Jonathan Mark’s “Freedom Summer Memories” (July 18) evoked recollections of a once powerful black-Jewish alliance. As a participant in this righteous struggle, I can testify to the accuracy of his narrative except for one assertion, namely, that this common effort was “beautiful” but tragically short.
In point of fact, Jewish philanthropists like the co-owner of Sears Roebuck, Julius Rosenwald, donated generous amounts of money to Negro (the appropriate rubric then) education over 100 years ago. The Spingarn brothers played a pivotal role in the creation of the NAACP back in 1909. Subsequently, lawyer Jack Greenberg served as chief counsel for the NAACP for many years. While it is true that this dynamic coalition was frayed during the turbulent years starting in the late 1960s, certain black leaders disavowed anti-Semitism despite confrontations over education in Brooklyn’s Ocean-Hill Brownsville School District. Baseball pioneer Jackie Robinson saved an elderly Jewish man from an angry mob in Harlem. In his New York Post column, he admonished Malcolm X for his diatribes against Jews. He wrote in defense of the Schiffman family: owners of the famous Apollo Theater. In his final book, a revised autobiography, “I Never Had It Made,” written with Alfred Duckett, Robinson supported a continuation of the black-Jewish alliance.

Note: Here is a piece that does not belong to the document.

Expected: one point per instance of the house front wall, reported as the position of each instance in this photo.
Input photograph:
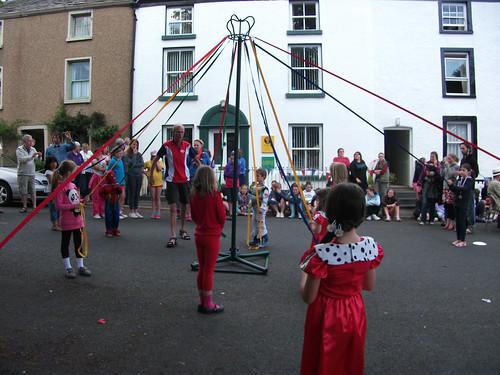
(33, 59)
(389, 47)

Fast-forward to the present and please note that the three Jewish members on the United Sates Supreme Court all manifest a consistent record in support of equal rights in their decisions, often in the minority. Witness [some of the Jewish advisers] behind the successful Obama election campaigns and his appointees to high office. The alleged death of that historic black-Jewish coalition, like the reported demise of Mark Twain during his still creative years, was premature. Let us not close the book on this historic friendship.